You could quickly implement a naive exhaustive search that tries all possible combinations. ‎However, using the built-in search functions performs tuning in a more heuristic manner and ‎leads to faster convergence:‎

Copy Code

# Create a decision tree classifier
gst = DecisionTreeClassifier()

# Define the hyperparameters to search over
params = {'max_depth': [2, 4, 8, 12], 'min_samples_split': [2, 4, 8], 'min_samples_leaf': [1, 2, 4]}

# Use cross-validation to tune the hyperparameters
search = GridSearchCV(gst, params, cv=5, scoring='accuracy')
search.fit(X, y)

You can define the parameters and the values the search should try and then pass them to the ‎search object, which, in this case, performs a GridSearch with five-fold cross-validation. It rates ‎the performance of each tree based on the accuracy. Note that you must use the entire dataset ‎and all the labels when fitting the tree in this manner, as cross-validation performs the splitting.‎

Once the search concludes, you can retrieve the best parameters and the achieved accuracy ‎from the search object:‎

Copy Code

# Print the best hyperparameters and score
print("Best hyperparameters:", search.best_params_)
print("Best score:", search.best_score_)

The search reveals that the best tree has an accuracy of 75%, and it found the optimal ‎parameters to be:‎

search-results

As before, I decided to keep this section concise and excluded hyperparameter tuning for the ‎other models. However, you can find the code in the notebook linked below.

‎Building the Optimal Decision Tree‎

Based on the search result, the following lines build and save the optimal decision tree for the ‎Seattle weather data:‎

Copy Code

t8 = DecisionTreeClassifier(max_depth=8, min_samples_leaf=4, min_samples_split=8)
t8 = t8.fit(X_train.values, y_train.values)

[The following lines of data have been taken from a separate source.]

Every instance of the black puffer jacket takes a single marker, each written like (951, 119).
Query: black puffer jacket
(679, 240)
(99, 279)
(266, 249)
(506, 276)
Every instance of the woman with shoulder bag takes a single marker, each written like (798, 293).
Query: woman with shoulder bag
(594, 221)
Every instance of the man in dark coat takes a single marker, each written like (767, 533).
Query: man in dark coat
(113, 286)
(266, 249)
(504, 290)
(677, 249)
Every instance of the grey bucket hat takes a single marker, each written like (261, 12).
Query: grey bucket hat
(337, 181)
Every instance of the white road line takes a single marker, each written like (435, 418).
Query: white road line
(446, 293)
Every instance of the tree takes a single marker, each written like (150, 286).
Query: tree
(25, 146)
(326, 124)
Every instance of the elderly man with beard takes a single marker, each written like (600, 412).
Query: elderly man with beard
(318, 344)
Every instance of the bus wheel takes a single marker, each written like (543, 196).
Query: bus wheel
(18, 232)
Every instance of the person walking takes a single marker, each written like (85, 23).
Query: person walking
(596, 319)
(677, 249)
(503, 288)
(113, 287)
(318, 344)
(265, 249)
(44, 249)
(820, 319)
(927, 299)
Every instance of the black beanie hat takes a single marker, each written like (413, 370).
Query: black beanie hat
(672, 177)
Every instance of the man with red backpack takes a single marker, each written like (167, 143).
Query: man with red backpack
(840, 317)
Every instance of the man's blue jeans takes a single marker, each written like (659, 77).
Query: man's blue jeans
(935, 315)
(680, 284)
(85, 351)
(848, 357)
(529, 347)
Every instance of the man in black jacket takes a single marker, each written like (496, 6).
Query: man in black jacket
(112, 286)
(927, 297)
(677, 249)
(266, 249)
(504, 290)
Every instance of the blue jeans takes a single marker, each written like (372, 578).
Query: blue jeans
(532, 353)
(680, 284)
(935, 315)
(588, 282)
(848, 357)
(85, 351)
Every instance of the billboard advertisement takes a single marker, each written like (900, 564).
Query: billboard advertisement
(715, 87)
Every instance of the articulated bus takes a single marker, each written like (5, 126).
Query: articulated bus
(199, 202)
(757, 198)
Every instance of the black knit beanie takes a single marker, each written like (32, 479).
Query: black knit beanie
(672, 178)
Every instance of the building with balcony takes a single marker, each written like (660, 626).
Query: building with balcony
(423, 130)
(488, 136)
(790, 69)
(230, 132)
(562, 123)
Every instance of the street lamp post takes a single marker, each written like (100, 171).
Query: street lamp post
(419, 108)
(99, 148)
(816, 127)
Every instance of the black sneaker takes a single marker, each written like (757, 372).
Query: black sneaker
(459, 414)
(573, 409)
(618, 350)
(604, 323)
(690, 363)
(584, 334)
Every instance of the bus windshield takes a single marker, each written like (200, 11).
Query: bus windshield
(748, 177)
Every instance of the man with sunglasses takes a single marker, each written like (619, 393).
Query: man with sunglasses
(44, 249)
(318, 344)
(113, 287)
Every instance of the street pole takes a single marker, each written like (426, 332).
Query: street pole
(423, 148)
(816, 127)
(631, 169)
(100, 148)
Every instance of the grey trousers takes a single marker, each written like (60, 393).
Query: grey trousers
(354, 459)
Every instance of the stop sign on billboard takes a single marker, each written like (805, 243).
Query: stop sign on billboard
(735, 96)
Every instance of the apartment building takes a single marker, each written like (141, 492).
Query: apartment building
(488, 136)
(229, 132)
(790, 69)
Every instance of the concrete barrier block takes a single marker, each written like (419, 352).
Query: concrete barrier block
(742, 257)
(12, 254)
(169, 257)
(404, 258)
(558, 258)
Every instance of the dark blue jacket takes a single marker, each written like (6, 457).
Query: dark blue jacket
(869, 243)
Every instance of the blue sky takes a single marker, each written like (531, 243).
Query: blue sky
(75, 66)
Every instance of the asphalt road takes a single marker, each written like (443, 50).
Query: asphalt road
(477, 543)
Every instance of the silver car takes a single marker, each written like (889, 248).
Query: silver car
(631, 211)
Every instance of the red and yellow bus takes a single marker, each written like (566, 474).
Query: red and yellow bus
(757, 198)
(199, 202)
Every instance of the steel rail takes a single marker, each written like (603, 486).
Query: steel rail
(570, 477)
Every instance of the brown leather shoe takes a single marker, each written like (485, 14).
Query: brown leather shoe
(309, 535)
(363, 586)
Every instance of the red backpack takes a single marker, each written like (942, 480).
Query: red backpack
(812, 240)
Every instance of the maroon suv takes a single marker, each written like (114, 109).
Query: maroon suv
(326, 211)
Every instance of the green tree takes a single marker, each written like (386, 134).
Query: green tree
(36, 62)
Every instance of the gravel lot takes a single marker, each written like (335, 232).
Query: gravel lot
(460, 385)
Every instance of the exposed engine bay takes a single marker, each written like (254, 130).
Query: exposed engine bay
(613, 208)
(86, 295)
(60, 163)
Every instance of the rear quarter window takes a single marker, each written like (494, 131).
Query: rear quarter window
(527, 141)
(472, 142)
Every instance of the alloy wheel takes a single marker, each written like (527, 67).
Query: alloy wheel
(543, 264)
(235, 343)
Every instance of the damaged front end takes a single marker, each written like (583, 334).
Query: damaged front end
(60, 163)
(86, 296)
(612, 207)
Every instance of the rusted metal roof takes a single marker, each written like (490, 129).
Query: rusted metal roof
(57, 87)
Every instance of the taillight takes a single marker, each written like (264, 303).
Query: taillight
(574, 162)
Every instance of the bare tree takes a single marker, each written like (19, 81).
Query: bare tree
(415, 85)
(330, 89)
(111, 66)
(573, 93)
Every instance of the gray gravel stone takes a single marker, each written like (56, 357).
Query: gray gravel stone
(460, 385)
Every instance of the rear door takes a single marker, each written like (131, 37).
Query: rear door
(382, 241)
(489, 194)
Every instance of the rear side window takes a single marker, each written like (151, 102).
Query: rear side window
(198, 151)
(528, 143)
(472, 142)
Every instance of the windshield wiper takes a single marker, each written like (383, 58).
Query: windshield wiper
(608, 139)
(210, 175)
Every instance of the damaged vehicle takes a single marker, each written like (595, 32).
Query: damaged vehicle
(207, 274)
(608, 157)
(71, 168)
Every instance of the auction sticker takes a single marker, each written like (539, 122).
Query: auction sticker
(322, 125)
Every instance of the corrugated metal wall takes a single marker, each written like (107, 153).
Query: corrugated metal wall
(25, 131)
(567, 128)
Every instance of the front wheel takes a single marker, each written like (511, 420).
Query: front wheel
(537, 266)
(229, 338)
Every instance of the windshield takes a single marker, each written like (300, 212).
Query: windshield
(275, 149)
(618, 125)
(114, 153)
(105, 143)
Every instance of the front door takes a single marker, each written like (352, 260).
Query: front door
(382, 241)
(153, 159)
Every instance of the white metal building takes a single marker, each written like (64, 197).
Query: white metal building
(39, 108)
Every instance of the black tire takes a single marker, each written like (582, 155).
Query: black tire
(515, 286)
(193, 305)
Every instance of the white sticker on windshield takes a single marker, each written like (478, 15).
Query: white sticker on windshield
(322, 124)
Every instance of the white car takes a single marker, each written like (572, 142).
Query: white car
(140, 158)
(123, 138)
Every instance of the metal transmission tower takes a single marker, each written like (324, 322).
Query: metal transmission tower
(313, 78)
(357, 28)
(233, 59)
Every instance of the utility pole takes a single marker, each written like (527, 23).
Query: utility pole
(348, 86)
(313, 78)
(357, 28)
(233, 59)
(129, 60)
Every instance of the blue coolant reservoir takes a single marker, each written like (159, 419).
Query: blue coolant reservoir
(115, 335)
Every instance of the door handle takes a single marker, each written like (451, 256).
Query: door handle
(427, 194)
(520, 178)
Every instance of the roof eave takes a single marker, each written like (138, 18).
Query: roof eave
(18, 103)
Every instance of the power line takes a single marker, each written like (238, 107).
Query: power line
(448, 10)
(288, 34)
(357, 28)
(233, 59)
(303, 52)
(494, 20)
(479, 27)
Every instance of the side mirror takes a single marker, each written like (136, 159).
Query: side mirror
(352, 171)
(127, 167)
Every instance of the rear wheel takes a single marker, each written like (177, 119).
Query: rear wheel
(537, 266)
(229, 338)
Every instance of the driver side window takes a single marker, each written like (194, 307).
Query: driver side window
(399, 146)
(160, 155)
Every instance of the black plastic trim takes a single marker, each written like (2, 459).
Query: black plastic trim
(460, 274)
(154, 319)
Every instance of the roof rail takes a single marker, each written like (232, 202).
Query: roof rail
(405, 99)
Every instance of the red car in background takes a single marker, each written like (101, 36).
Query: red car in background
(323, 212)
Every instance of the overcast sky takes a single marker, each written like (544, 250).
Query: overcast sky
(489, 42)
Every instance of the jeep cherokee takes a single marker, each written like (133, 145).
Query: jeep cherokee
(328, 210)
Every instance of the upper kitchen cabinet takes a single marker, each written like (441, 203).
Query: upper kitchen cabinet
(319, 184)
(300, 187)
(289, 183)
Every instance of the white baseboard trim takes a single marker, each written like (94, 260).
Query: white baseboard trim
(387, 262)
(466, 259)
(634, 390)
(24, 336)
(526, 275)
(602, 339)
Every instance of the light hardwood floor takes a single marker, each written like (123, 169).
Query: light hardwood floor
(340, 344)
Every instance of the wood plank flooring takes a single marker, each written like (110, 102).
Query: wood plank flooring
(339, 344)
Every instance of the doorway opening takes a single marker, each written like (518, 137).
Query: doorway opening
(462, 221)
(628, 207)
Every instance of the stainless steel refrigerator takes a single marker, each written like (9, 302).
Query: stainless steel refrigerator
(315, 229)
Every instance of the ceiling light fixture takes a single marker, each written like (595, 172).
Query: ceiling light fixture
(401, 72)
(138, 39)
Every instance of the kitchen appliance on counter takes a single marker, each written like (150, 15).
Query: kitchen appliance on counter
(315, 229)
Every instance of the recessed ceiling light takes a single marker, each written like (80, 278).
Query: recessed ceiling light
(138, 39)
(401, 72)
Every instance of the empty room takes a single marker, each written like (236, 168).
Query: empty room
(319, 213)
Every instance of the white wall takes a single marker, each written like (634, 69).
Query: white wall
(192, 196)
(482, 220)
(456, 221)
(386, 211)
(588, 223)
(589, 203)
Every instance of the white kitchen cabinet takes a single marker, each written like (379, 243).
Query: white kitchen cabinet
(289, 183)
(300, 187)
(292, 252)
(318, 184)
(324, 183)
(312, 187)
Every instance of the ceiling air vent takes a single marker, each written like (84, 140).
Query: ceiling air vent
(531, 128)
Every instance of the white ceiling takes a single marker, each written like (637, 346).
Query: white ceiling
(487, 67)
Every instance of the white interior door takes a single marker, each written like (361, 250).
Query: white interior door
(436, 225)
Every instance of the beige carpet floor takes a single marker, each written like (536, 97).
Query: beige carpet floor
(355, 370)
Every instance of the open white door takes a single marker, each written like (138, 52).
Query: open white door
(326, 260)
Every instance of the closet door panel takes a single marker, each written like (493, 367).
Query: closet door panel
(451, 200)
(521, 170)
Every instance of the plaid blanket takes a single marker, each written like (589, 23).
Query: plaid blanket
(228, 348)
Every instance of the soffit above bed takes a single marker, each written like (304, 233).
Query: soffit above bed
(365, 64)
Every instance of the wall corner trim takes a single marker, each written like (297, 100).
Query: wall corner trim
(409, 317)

Saving the Machine Learning Model‎

The next part of this series will expose the trained ML model to users via an online API. The ‎trained model must be exported from the Jupyter Notebook to be loaded into a standard Python ‎application later. Pickle is a tool commonly used for exporting and importing trained ML models, ‎and saving the model is as easy as calling a single function:‎

Copy Code

pickle.dump(t8, open('model.pkl', 'wb'))

Download the Jupyter Notebook‎

Use this link to view the notebook with more comprehensive explanations and experiments.‎

Conclusion‎

Building a machine learning model that can successfully make predictions is less complicated ‎than it may initially seem. The process starts with gathering data for model training. Ideally, the ‎data should reflect the environment and situation in which the finished model will be deployed. ‎Using data from different contexts or geographic regions may lead to poor model performance ‎once deployed.‎

The next step involves investigating the data and finding potential problems. Note that the data ‎set used in this example is near perfect and only contains a few inconsistencies that could easily ‎be removed. Usually, real-world data will be much more incomplete and noisier, and more ‎thorough preprocessing is typically required.‎

Visualizing the data helps you to understand the relationships between the attributes, which, in ‎turn, assists in selecting a fitting model. Further, visualizations can help identify outliers and ‎patterns in the data. In this particular example, I decided to use a decision tree due to the low ‎dimensionality of the data and the model’s simplicity, performance, and explainability. However, ‎other algorithms, such as kNN or even neural networks, could’ve also been viable options.‎

The last step involves training, evaluating, and improving the model. Many approaches exist, but ‎hyperparameter tuning with cross-validation is commonly used. Together, these two methods ‎allow for finding the optimal settings for algorithms and tackling overfitting. However, searching ‎suitable parameters, especially exhaustively, can be a computationally costly endeavor, ‎particularly for algorithms with many parameters such as neural networks.